SentiLARE: Sentiment-Aware Language Representation Learning with Linguistic Knowledge
This addresses sentiment analysis tasks for NLP practitioners, offering an incremental improvement by incorporating existing linguistic resources into pre-trained models.
The authors tackled the problem of pre-trained language models lacking linguistic knowledge by proposing SentiLARE, which integrates word-level part-of-speech and sentiment polarity from SentiWordNet, resulting in new state-of-the-art performance on various sentiment analysis tasks.
Most of the existing pre-trained language representation models neglect to consider the linguistic knowledge of texts, which can promote language understanding in NLP tasks.
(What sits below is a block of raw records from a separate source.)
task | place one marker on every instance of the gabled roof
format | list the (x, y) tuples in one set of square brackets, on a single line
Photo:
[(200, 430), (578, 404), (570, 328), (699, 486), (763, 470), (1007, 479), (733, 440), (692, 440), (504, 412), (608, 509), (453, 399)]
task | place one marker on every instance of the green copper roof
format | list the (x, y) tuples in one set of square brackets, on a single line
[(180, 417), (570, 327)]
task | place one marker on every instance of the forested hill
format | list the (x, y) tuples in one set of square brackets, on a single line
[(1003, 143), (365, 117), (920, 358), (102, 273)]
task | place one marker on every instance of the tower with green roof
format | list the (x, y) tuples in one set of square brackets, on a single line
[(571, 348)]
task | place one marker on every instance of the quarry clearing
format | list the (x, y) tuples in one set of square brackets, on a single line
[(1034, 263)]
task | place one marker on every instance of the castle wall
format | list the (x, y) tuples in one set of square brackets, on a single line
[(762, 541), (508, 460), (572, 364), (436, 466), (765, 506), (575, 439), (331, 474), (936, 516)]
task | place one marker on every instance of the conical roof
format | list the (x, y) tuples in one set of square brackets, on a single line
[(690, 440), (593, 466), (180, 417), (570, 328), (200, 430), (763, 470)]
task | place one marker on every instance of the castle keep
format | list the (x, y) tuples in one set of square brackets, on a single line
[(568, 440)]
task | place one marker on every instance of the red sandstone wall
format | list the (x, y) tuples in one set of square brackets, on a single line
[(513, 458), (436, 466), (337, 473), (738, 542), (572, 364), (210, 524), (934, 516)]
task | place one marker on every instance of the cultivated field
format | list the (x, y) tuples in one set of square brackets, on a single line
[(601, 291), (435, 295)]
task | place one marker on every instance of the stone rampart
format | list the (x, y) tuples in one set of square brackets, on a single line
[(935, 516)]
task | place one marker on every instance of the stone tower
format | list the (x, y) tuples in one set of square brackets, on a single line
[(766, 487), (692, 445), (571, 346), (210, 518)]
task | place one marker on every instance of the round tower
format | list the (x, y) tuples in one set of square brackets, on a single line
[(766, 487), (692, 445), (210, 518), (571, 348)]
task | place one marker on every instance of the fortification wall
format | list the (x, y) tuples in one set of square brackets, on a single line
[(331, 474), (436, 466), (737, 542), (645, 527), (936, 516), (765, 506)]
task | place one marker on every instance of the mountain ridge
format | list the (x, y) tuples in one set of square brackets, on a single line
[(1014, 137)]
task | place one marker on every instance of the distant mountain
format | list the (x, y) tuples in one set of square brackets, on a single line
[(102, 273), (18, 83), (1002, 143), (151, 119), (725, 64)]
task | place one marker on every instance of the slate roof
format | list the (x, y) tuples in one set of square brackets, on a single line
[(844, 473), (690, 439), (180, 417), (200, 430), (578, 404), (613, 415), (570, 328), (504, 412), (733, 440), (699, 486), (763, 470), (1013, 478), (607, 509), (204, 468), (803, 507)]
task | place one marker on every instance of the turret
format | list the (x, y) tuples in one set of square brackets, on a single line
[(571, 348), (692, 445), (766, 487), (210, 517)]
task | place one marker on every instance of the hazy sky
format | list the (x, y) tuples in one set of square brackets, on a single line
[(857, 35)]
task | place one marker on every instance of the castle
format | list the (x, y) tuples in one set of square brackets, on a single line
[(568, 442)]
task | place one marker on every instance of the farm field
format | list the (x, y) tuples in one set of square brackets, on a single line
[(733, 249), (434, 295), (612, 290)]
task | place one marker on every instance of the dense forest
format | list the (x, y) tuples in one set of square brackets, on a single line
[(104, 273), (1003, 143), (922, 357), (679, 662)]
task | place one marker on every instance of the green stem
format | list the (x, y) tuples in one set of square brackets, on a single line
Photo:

To benefit the downstream tasks in sentiment analysis, we propose a novel language representation model called SentiLARE, which introduces word-level linguistic knowledge including part-of-speech tag and sentiment polarity (inferred from SentiWordNet) into pre-trained models. We first propose a context-aware sentiment attention mechanism to acquire the sentiment polarity of each word with its part-of-speech tag by querying SentiWordNet. Then, we devise a new pre-training task called label-aware masked language model to construct knowledge-aware language representation. Experiments show that SentiLARE obtains new state-of-the-art performance on a variety of sentiment analysis tasks.